Of course, we are not yet sure if SUA could have a direct and independent pathogenetic effect on subclinical atherosclerosis, and especially on coronary calcification. Sharaf et al. described in a review that the role of SUA in CV disease is still contradictory [25]. SUA could be a risk marker, a risk factor, or it is possible that lowering SUA could improve the outcome of CV diseases [26]. The most frequent confounding factors are HT, dyslipidemia and DM. The presence of these and other factors that are even harder to assess (for example alcohol consumption, anti-hypertensive treatment, diet) and the diversity of the studied populations may be the cause of the contradicting results. A review by Feig et al. from 2008 concludes that the effect of higher serum uric acid levels on atherosclerosis is not independent of hypertension; moreover, they suggest an indirect effect as SUA may acts through inducing high blood pressure [27]. Reschke et al. in a prospective observational study of hypertensive children concluded that UA is not an independent CVD risk factor rather a marker of obesity [28]. Li et al. found an association between hyperuricemia and subclinical atherosclerosis in a Chinese population that was only independent in men [29]. Recent evidences are in favor of the independence of the association. Li et al. found an independent association between SUA levels and the prevalence of vulnerable carotid plaque in the APAC study [30].

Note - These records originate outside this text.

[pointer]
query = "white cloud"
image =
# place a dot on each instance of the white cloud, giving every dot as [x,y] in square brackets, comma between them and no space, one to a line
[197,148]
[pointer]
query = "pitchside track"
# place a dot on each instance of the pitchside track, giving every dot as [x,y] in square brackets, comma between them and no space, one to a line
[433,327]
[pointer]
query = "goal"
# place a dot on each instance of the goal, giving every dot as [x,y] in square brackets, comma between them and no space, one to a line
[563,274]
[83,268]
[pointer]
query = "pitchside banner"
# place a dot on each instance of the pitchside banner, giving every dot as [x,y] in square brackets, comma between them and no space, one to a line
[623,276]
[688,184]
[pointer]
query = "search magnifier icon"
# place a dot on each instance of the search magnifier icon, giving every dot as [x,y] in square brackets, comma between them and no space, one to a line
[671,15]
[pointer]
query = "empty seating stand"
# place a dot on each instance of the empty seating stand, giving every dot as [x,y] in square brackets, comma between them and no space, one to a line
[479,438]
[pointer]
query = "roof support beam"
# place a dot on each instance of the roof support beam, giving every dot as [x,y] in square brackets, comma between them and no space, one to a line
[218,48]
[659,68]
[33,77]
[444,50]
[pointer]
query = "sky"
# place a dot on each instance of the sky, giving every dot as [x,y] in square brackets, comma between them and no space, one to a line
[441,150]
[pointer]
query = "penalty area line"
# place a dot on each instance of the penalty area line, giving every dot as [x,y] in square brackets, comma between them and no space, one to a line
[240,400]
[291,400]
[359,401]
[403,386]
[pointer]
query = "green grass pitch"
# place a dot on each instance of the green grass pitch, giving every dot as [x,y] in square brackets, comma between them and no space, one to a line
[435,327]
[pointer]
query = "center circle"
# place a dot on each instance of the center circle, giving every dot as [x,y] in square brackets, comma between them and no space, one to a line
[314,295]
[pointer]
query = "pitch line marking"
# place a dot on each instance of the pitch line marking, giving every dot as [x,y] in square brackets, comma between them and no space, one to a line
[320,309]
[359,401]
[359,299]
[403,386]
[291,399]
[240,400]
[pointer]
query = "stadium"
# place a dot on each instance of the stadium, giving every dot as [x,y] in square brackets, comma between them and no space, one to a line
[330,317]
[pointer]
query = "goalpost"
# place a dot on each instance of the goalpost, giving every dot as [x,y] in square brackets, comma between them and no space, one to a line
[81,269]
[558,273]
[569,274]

A strong direct association is plausible between SUA and both structural and functional changes of arteries according to several studies. There is evidence that uric acid may play a causal role in the development of endothelial dysfunction and atherosclerosis [31]. It seems that uric acid has direct effects on impaired nitrogen oxide (NO) production and stimulating vascular smooth muscle cell (VSMC) proliferation causing endothelial dysfunction. Endothelial xanthine-oxidase (XO) contributes to vascular damage via reactive oxygen species (ROS) production (during the conversion of hypoxanthine into xanthine and then uric acid), and XO in macrophages upregulates foam cell formation by increasing the uptake of modified low-density lipoprotein (LDL) or very low-density lipoprotein (VLDL). Moreover, uric acid may cause endothelial dysfunction directly by impaired nitrogen oxide production and stimulation of VSMC proliferation [32]. Indirectly, uric acid may cause metabolism-induced inflammation through inflammasome activation by crystallized uric acid particles or superoxide free radicals generated by xanthine-oxidase (XO) [33].

These alterations could somehow represent the pathophysiological bridge between SUA and atherosclerosis in the coronary arteries. For developing a sufficient prevention strategy, it is substantial to hold thorough knowledge of the prevalence, extent, and variability of different risk factors. Accordingly, the impact of urate lowering treatments on preventing coronary calcification should be further investigated. And also, we must take into consideration the specific attributes, needs, and inclinations of the target population.

Our study has some limitations. As the participation to the study is on voluntary basis, there is the possibility that subjects with known hypertension or other factors associated with coronary calcification had a greater propensity to participate. Secondly, a relatively low number of asymptomatic patients are included in our study, as we indicated low-dose CT only for men above 35 and women above 40; therefore, patients with lowest cardiovascular risk are excluded from our study.

In conclusion, in an asymptomatic population, SUA levels were associated with calcium scores and the third SUA tercile was an independent predictor for the presence of high-risk coronary calcification. Moreover, gender, age, smoking, and history of hypertension were independently associated with severe coronary calcification.